A single “representative” copy of the human genome is about three billion base pairs in length. That’s gigantic. During sequencing, researchers break the DNA molecules into pieces of manageable length. With euchromatin — the 92% of our genome sequenced by the HGP — it’s easy to stitch the sequence back together. The problem arises when it comes time to sequence and reassemble heterochromatin: the DNA of that last eight percent.

Scientists Have Finished Sequencing the Human Genome. Again.

Far from being junk, heterochromatin codes for important cogs in the cellular machinery that handles our DNA. Instead of coding for “normal” proteins, heterochromatin makes DNA accessory molecules, including a type called centromeres. Centromeres are the bit that holds two strands of a chromosome together, and they’re an indispensable part of cell division. But until now, centromeres have been a major obstacle in the effort to nail down a reference genome.

Some stretches of heterochromatin loop on the same series of a few nucleobases, repeating them over and over like a broken record. Others are just long stretches of the same nucleobase — think “AAAAAAAAAAAAAAAA,” but thousands of bases long. Centromeres have both. Historically, it’s been tough to tell exactly how long these repetitive stretches are, let alone align them right. However, an international group of geneticists decided to pool their efforts, calling themselves the Telomere-to-Telomere (T2T) Consortium. Jarvis’ lab used a number of tools to help T2T clean up “messy” DNA sequences and generate error-free results.

Merfin’ DNA

One such tool is Merfin. Merfin is a high-powered DNA sequencing tool, which T2T used to clean up some of the most error-prone lengths in the human genome — including centromeres.

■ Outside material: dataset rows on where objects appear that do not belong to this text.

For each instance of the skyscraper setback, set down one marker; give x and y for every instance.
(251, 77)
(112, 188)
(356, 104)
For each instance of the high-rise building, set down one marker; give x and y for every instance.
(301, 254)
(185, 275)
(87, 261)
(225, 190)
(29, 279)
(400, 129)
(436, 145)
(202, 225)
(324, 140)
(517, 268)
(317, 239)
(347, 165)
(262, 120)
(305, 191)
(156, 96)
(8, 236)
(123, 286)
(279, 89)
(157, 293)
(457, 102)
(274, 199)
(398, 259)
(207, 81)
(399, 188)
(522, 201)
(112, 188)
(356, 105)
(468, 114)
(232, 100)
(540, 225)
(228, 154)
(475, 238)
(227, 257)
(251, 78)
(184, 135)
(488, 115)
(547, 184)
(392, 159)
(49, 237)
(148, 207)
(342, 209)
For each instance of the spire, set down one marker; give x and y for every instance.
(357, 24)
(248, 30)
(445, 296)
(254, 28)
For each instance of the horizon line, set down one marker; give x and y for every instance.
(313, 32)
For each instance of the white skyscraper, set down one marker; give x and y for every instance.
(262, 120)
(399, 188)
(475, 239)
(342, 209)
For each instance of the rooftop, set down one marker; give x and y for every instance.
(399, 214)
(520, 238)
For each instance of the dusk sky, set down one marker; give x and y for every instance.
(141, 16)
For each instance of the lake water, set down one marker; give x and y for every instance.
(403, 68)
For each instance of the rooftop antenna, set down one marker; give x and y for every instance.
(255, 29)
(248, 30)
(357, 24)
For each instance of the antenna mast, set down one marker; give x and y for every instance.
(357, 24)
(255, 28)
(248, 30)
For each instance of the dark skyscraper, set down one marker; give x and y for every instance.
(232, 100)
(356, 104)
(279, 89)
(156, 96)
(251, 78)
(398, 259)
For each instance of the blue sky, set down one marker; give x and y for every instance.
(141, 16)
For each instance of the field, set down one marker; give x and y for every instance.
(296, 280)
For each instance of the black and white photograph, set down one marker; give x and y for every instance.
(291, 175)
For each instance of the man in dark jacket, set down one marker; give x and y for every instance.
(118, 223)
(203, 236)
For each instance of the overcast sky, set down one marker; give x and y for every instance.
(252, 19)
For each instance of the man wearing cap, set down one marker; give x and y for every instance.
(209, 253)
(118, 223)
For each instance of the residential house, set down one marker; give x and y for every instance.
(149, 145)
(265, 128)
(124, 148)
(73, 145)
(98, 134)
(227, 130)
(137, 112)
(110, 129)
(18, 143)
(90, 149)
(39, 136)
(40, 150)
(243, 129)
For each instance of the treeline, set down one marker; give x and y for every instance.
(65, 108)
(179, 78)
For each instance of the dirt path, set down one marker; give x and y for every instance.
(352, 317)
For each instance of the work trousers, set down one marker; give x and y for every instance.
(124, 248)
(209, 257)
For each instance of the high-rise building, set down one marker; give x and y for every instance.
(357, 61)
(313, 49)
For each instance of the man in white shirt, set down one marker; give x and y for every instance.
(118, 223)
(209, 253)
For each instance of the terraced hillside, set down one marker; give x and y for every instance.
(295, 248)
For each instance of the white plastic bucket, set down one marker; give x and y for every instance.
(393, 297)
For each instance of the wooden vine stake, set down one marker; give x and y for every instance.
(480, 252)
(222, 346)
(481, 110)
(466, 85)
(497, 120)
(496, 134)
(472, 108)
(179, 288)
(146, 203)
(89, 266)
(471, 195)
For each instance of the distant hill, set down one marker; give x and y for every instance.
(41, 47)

“Genomes that we generate in the lab can have many errors in them,” said Giulio Formenti, a postdoc in Jarvis’ lab, who developed Merfin. “If even just one or a few base pairs are wrong, that can have big consequences for the overall accuracy of the genomic sequence.” Centromeres are long and repetitive, so they’re highly susceptible to this kind of errors. But they’re important enough that we need to get them right.

“Stretches of identical base pairs, such as AAA, are hard for existing technology to assess,” added Formenti. “There are often errors in those sequences, even now. Merfin corrects them.”

The T2T team focused their attention on a single genome, derived from a kind of non-viable cell created when a sperm fertilizes an egg that has no nucleus. Because of this glitch in their development, these cells have two copies of the father’s DNA — and no information from the mother. They’re diploid cells, but they have a single gene line. That made them prime targets for use as a single end-to-end genome. It also made them prime targets for Merfin.

In addition to Merfin, the researchers used Pacific Biosciences’ HiFi DNA sequencing machine, along with the Oxford Nanopore sequencing method. Nanopore is capable of reading up to a million base pairs at a time, while HiFi excels at accuracy. All of a sudden, centromeres became much easier to sequence and align. “It was the last piece of the puzzle — like putting on a new pair of glasses,” said coauthor and T2T co-chair Adam Phillippy, a researcher at the NIH.

Looking Forward

While the new reference genome is complete, it came from just one gene line. Therefore, sequencing the human genome doesn’t automatically represent the full diversity of human haplotypes. “To address this bias,” the researchers write in one report, “the Human Pangenome Reference Consortium has joined with the T2T Consortium to build a collection of high-quality reference haplotypes from a diverse set of samples.” In this way, the researchers intend to pursue a reference genome for the entire human race.

In the meantime, scientists intend to use this reference genome to better understand genetic diseases, aging, and the process of human evolution.

“Ever since we had the first draft human genome sequence, determining the exact sequence of complex genomic regions has been challenging,” T2T Consortium co-chair Evan Eichler said in a statement. “I am thrilled that we got the job done. The complete blueprint is going to revolutionize the way we think about human genomic variation, disease and evolution.”

Yes, “Merfin’ DNA” is a lame Beach Boys joke. I still think it’s funny, and I will die on this hill.